In Guyana, the company is adding one FPSO/yr, each producing more than 200,000 b/d, for which it has a 45% stake. The company’s stake adds roughly 100,000 barrels per day of production per FPSO. By 2027, production is expected to reach almost 1.5 million b/d and we could see it reach 20-30 thousand b/d.
The company has been sticking with billions of dollars’ worth of capital spending over the past few years to fuel growth across all of its business areas as other companies cut spending.
The chart above shows how a company’s earnings can increase without changing actions. Lower costs and faster growth mean that its revenue can increase significantly by 2025 without other changes. This means that not only will the bull market continue, but improvements in other parts of the company will also increase overall profits.
ExxonMobil’s unrivaled assets here make it a worthwhile investment.
ExxonMobil shareholder return potential
ExxonMobil recently significantly increased its share repurchase program to $30 billion by the end of 2023, but it looks like the company’s earnings in the second quarter of 2022 will be enough to cover more than half of that. That means the company can easily buy back 10% of its shares by the end of the year, giving it room to expand its buyback program.
The company has significantly reduced debt, so its overall financial portfolio is quite strong.
ExxonMobil has the potential to become an FCF giant. At $60 a barrel for Brent, the company should earn nearly $200 billion in free cash flow, and at $50 a barrel, it’s still expected to be around $165 billion. At current Brent prices, that’s expected to be close to $400 billion or more than the company’s entire current market capitalization.
If prices don’t change, the company could pay dividends and complete the entire share repurchase program in 2022. Debt repayments will allow the company to significantly reduce its interest expense. No matter how the company spends its money, the potential for major shareholder returns is clear.
The biggest risk to the company’s paper is oil prices. As the chart above shows, the company is profitable at around $50/barrel for Brent. We expect prices to stay comfortably above this level through 2026, however, below this level, things start to change. If the price stays below that price for an extended period, the company will be a worse investment.
It’s a risk we’re willing to take, but it’s worth watching closely as oil prices fluctuate.

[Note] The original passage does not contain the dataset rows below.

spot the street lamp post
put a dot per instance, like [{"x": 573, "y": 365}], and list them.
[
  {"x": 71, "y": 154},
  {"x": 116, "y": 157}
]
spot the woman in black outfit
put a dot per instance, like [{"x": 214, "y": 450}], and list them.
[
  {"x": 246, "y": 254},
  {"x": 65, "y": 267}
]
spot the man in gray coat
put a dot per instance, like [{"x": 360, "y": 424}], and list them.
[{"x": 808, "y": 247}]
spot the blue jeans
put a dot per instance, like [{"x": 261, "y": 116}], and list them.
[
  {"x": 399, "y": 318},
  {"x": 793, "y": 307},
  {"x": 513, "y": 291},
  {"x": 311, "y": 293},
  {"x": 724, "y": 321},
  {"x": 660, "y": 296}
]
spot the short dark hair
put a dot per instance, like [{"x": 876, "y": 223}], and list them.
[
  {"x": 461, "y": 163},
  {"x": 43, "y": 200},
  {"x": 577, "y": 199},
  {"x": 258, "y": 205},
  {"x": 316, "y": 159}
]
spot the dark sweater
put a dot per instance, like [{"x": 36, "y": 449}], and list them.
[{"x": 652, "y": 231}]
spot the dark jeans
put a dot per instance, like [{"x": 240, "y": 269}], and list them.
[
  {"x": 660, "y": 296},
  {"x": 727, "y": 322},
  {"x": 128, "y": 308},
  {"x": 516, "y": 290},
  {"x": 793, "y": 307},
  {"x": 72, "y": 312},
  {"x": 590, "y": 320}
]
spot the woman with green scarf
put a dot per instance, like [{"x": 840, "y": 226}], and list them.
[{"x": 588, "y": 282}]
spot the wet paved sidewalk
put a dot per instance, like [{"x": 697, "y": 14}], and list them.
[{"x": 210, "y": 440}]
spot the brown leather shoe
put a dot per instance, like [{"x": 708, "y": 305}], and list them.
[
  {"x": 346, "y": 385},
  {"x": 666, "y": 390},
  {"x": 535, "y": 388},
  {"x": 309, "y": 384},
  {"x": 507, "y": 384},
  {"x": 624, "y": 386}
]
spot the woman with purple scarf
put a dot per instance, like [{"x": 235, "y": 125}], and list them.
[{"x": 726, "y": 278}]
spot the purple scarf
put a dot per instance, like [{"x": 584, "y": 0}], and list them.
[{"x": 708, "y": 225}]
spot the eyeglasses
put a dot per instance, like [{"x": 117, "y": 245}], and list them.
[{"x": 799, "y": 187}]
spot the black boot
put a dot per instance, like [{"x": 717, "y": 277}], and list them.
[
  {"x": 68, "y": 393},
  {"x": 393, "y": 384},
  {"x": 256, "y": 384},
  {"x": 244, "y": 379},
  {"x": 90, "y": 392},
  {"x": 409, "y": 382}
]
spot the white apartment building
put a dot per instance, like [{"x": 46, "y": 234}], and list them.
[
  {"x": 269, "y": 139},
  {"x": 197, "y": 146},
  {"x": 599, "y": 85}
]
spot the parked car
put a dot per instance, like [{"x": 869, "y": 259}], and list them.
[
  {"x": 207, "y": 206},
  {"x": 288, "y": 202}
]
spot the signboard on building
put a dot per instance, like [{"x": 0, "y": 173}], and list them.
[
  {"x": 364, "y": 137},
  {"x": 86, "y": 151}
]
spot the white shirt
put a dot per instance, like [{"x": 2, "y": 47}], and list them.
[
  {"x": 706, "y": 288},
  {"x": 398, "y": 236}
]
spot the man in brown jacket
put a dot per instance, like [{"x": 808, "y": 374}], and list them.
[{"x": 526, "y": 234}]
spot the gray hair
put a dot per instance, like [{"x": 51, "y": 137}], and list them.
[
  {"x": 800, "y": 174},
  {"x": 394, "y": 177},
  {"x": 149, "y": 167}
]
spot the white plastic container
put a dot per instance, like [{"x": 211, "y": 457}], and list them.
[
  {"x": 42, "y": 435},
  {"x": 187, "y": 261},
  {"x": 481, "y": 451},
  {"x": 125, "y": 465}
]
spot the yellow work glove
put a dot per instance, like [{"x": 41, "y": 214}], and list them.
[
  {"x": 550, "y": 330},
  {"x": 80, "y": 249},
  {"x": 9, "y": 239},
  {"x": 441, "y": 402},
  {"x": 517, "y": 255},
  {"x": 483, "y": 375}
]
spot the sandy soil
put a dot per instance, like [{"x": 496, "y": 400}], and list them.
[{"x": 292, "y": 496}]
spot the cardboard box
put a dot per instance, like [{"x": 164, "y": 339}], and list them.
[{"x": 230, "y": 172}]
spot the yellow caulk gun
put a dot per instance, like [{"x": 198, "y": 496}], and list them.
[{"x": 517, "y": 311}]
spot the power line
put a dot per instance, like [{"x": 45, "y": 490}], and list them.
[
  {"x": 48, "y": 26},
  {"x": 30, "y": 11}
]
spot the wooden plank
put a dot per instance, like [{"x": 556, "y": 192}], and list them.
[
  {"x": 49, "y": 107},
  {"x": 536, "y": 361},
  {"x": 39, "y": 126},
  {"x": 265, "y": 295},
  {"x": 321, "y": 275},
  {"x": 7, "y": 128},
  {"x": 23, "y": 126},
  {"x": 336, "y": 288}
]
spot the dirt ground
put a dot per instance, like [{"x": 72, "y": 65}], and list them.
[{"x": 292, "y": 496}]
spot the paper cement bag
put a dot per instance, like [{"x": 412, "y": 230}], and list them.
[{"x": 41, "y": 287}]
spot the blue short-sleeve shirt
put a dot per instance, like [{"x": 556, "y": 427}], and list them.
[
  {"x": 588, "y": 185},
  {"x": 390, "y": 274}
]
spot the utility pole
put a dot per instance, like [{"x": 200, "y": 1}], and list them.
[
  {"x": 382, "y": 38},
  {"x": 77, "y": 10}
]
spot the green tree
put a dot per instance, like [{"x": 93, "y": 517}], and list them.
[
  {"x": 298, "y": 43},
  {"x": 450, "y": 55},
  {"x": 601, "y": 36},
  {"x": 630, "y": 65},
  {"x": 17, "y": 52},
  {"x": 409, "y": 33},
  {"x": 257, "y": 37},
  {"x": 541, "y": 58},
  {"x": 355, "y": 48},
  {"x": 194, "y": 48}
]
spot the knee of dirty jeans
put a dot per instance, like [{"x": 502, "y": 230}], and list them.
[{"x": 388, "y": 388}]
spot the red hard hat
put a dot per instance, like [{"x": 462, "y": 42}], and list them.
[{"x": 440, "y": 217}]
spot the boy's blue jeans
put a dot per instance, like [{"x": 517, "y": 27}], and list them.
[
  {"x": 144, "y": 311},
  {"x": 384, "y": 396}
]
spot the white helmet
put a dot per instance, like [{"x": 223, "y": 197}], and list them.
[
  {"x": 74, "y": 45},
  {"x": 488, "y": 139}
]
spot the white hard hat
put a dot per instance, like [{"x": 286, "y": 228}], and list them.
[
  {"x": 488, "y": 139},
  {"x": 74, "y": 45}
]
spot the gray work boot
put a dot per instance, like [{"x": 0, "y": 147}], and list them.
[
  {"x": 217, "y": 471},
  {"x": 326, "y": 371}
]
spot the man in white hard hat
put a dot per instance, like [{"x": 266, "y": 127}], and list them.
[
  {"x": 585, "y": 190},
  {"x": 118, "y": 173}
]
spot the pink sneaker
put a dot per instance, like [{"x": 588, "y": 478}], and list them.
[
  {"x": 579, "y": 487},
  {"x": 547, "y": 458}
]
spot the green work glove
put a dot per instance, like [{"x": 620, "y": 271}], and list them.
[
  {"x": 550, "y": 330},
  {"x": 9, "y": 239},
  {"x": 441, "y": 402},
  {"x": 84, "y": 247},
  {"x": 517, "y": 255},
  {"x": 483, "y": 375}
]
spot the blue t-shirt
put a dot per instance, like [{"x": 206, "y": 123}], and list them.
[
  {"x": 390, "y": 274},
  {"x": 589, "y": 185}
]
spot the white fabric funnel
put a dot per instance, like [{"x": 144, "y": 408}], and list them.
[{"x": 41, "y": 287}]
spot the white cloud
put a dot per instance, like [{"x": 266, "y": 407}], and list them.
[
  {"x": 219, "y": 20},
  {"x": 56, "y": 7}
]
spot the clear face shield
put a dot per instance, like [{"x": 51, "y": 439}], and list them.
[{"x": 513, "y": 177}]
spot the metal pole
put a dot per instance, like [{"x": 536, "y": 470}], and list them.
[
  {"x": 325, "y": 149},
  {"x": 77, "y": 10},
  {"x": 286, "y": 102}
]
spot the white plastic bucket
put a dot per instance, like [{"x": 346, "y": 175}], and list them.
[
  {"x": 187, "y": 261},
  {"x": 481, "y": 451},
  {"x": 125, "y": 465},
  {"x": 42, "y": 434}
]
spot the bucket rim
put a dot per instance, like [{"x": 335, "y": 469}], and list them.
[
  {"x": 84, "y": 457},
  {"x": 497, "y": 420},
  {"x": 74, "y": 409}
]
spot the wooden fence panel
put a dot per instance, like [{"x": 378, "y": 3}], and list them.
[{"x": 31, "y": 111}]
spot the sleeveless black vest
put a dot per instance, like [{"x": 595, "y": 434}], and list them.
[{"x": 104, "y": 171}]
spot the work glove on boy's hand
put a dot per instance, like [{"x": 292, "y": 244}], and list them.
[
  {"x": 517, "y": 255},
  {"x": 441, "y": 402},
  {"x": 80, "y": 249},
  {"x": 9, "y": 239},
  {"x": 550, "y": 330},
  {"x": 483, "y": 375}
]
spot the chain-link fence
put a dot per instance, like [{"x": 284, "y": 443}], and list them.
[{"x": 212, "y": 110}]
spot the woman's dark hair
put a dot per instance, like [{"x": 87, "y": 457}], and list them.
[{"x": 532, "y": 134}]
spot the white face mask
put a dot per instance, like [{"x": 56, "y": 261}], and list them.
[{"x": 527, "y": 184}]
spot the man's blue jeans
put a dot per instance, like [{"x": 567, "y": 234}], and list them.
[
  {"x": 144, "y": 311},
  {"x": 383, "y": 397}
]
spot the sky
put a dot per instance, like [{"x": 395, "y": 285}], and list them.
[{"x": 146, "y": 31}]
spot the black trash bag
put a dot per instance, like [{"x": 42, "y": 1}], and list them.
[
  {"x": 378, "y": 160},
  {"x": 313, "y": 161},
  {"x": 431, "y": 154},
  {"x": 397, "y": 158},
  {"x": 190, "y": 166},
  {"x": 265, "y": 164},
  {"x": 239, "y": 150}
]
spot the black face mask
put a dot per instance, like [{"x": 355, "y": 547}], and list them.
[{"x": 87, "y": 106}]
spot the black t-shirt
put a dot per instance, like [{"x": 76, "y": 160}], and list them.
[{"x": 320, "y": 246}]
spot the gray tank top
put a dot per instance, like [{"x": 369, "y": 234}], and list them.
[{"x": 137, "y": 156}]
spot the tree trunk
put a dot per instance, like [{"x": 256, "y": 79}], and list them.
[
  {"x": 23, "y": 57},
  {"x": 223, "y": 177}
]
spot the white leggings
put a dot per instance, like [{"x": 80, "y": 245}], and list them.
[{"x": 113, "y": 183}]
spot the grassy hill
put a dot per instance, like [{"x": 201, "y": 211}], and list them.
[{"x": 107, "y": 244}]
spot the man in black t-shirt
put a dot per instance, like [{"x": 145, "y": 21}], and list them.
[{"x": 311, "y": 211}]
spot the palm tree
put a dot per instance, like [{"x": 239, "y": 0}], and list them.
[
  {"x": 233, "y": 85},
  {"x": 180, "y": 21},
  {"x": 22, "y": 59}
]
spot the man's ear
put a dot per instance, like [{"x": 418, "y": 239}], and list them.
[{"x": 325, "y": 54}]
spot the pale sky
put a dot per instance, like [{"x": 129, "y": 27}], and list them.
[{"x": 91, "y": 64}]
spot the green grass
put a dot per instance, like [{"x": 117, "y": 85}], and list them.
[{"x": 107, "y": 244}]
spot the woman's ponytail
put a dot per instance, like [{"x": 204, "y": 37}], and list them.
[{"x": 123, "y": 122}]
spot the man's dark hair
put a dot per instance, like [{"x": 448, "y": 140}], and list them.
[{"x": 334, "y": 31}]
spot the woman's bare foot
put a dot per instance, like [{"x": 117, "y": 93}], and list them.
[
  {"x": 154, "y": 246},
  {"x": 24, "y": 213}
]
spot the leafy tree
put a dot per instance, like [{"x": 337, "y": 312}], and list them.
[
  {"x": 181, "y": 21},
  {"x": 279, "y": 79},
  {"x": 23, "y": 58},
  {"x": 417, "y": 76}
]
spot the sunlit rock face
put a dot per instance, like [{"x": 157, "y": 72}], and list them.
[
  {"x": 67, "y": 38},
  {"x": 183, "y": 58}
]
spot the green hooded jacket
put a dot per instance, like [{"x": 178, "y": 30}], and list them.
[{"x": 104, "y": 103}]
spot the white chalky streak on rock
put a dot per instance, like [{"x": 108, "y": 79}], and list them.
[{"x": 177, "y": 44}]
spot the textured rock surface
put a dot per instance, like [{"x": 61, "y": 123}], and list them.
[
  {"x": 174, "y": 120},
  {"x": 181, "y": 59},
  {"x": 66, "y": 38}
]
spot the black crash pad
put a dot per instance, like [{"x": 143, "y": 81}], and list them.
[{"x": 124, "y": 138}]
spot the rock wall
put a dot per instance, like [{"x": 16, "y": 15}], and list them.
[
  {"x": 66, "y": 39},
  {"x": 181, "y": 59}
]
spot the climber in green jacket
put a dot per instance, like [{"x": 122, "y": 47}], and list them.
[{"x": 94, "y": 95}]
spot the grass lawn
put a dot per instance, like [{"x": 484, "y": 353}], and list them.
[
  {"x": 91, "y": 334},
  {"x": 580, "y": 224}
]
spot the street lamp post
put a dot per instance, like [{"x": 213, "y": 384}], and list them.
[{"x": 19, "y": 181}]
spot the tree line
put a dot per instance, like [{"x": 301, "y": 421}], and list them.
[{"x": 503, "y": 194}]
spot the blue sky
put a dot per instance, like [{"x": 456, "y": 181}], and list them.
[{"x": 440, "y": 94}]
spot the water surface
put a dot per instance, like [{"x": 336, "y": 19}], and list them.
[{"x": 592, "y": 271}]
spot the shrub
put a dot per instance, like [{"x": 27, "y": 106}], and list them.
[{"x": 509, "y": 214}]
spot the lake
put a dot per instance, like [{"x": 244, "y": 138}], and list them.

ExxonMobil has a unique portfolio of assets. The company is growing rapidly, and at current prices, it’s a profitable machine. The company saw strong financial results across all of its business segments, given strong profits in the refining market. The company’s second-quarter 2022 earnings forecast shows a price-to-earnings ratio of around 5.
The company has the ability to repurchase nearly 10% of its outstanding shares, and we expect it to take advantage of recent market weakness. The company’s dividend has now risen back above 4%, and the company is protecting its longevity with CCS investments. We believe this combination makes the company a worthwhile investment.